Bond traders cave to the Fed by dialing back their rate-cut bets

Bond traders are finally heeding one of the market's oldest lessons: Don't fight the Fed

As the Federal Reserve pushed through its steepest interest-rate hikes in decades, investors consistently misjudged how far it would go, handing them steep losses in 2022 as Treasuries tumbled. 

Then early last year, they wrongly wagered a banking panic would force the Fed to stop. And in December, after Chair Jerome Powell signaled he was done for good, they wagered he would pivot to easing policy aggressively, with the first rate cut coming as soon as March, even though the Fed's forecasts showed otherwise.

But investors are now taking the central bank at its word. 

In the derivatives markets, they've started pricing in that the Fed will carry out just four — or five at the most — quarter-point rate cuts in 2024, only slightly more than the three penciled in by policymakers. That's a sharp shift from the end of last year, when futures traders were wagering on seven such moves, anticipating the Fed would cut rates by a full percentage point more than it was telegraphing at the time.

Of course, Fed officials could be wrong themselves on where rates are going — as happened back in 2021 — but by syncing up with them on the path of monetary policy, investors are now less likely to be caught off-guard by rate decisions. This promises to provide some stability to financial markets and potentially limit investors' risk after three straight bruising years in the bond market.

"Clearly we got the message from the Fed that they want to do some insurance cuts because they see inflation falling," said Ari Bergmann, founder of New York-based Penso Advisors, referring to the central bank's interest in ensuring that policy doesn't remain so tight that it stalls the economy. "I think the market is properly priced now."

The Fed's direction will hinge on whether inflation continues to recede, so the outlook could change.

But Powell has been clear that he welcomes solid economic growth as long as it doesn't put upward pressure on consumer prices. There have been few signs of that: Economists are forecasting that on Tuesday the Labor Department will report that the consumer-price index rose 2.9% in January from a year earlier, the smallest increase since March 2021. 

The steady retreat gives the Fed leeway to dial back interest rates simply to make policy less restrictive and prevent it from exerting too large a drag on the pace of the economy. 

That expectation has helped to set a floor under the bond market, given the widespread consensus among investors that yields are at little risk of pushing back to last year's peaks. 
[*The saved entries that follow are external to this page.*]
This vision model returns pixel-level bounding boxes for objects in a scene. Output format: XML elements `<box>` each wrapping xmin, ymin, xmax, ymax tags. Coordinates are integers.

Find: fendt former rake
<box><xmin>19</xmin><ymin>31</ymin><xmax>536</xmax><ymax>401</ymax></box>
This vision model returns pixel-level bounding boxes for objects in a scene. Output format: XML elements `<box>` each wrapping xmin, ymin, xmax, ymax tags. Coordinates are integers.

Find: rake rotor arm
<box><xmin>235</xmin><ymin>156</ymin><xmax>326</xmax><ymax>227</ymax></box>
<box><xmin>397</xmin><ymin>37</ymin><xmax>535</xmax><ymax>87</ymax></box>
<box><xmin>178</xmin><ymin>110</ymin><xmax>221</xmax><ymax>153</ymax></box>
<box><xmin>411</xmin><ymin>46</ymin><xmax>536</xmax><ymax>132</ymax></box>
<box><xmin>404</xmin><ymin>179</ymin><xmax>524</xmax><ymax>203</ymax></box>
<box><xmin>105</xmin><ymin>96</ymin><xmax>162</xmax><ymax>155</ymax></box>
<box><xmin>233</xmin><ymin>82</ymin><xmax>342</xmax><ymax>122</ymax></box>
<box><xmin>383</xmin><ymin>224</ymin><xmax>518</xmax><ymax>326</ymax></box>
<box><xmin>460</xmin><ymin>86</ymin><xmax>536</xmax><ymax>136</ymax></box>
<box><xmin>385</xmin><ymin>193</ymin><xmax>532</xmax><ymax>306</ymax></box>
That sentiment was evident in the strong demand at the Treasury's record $42 billion 10-year note auction last week. At the same time, options traders have been betting that the Treasury market will hold in a steady range as it waits for the Fed's first move, which isn't expected until May at the earliest.

"The Fed has three cuts for this year and the market has almost five, so directionally the market agrees with the Fed," said Michael Cudzil, portfolio manager at Pacific Investment Management Co. 

The discrepancy is not large enough to create the risk that Fed officials will try to reset expectations, especially given the uncertainty among themselves about where the policy rate will likely end the year. While most Fed officials have projected between two and four cuts, with the median at three, they ranged from as many as six cuts to none at all.

Benson Durham of Piper Sandler & Co., a former economist at the central bank, says his model shows that the pricing in the options market is pretty well aligned with the Fed's projections. 

A separate one tracked by the Atlanta Fed showed last week that options tied to the Secured Overnight Financing Rate indicated traders were putting roughly even odds on policymakers enacting no more than four quarter-point cuts in 2024. At the start of the year, the probability of that was just one-third, with the market counting on a faster pace of easing.